All the rest is hard, as it was for Ann.

She started with a list.  A list of everyday gifts, everyday blessings.  And through her list, she found more than thankfulness.  Thanks-giving bore fruit--joy, peace, freedom from fear, a heart to give back, and profound intimacy with the Lord.

I want all that, and more, for my husband.

May it be so, Lord.





4 comments:

Sandi said...

I love this post. Beautiful picture of longing.
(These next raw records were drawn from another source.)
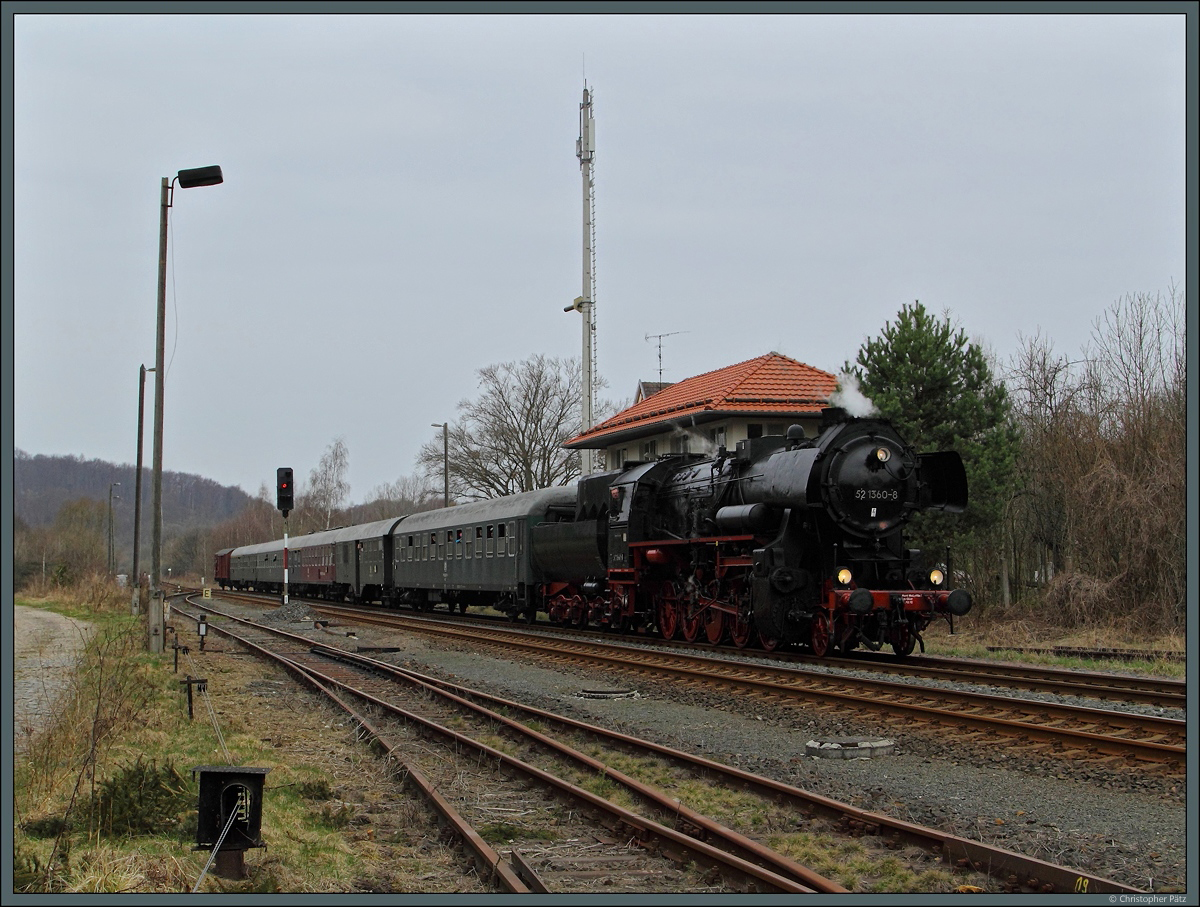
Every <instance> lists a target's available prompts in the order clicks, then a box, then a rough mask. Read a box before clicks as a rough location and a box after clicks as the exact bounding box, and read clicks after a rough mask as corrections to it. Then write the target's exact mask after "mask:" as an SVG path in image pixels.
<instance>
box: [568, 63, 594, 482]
mask: <svg viewBox="0 0 1200 907" xmlns="http://www.w3.org/2000/svg"><path fill="white" fill-rule="evenodd" d="M575 156H576V157H578V158H580V174H581V175H582V178H583V294H582V295H581V296H580V298H578V299H576V300H575V305H574V306H568V308H566V311H568V312H569V311H571V310H572V308H574V310H575V311H577V312H580V314H582V316H583V407H582V409H583V412H582V416H583V419H582V421H583V431H587V430H588V428H590V427H592V426H593V425H594V422H595V419H594V415H593V407H594V403H595V371H596V367H595V366H596V358H595V330H596V325H595V289H596V284H595V182H594V181H593V179H592V162H593V158H594V157H595V120H593V118H592V92H590V91H589V90H588V85H587V82H586V80H584V83H583V101H582V103H581V104H580V137H578V139H576V143H575ZM581 455H582V464H581V471H582V473H583V475H592V473H594V471H595V457H594V453H593V451H590V450H583V451H581Z"/></svg>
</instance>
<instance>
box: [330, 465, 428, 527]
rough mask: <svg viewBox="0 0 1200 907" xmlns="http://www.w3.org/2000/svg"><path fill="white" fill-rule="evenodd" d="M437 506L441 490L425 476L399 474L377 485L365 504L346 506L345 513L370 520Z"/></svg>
mask: <svg viewBox="0 0 1200 907" xmlns="http://www.w3.org/2000/svg"><path fill="white" fill-rule="evenodd" d="M438 506H442V493H440V492H439V491H437V489H434V488H433V487H432V486H431V483H430V482H428V480H427V479H426V477H425V476H419V475H402V476H400V477H398V479H397V480H396V481H394V482H384V483H383V485H379V486H377V487H376V488H374V489H373V491H372V492H371V494H370V498H368V500H367V503H366V504H359V505H356V506H354V507H350V511H349V517H350V519H352V521H354V522H360V521H361V522H372V521H374V519H386V518H388V517H394V516H403V515H406V513H418V512H420V511H422V510H433V509H434V507H438Z"/></svg>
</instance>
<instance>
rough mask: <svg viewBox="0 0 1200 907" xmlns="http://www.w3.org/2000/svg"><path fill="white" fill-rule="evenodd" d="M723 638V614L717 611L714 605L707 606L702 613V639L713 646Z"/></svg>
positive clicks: (723, 611)
mask: <svg viewBox="0 0 1200 907" xmlns="http://www.w3.org/2000/svg"><path fill="white" fill-rule="evenodd" d="M724 636H725V612H724V611H718V609H716V607H715V606H714V605H709V606H708V611H706V612H704V638H706V639H708V641H709V642H710V643H712V644H713V645H718V644H720V642H721V638H722V637H724Z"/></svg>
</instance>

Blessing to you. I can relate to things descending into frustration and anger with the variables we have T out house.

Sandi said...

I meant "AT OUR HOUSE"

I have so little time right now that I type far to fast :o)

Ann Kroeker said...

I felt like I was a fly on the wall as the day unfolded, listening in, wincing when things weren't going well, hoping you'll find those glasses, and feeling the ebb and flow of frustration and anger...and then the prompting...the Scripture..the revelation of your husband's hopes and desires to be with family.

A beautiful post. Beautiful.

Christine said...

Sandi and Ann, I appreciate your comments! Thank you for taking the time to say hi!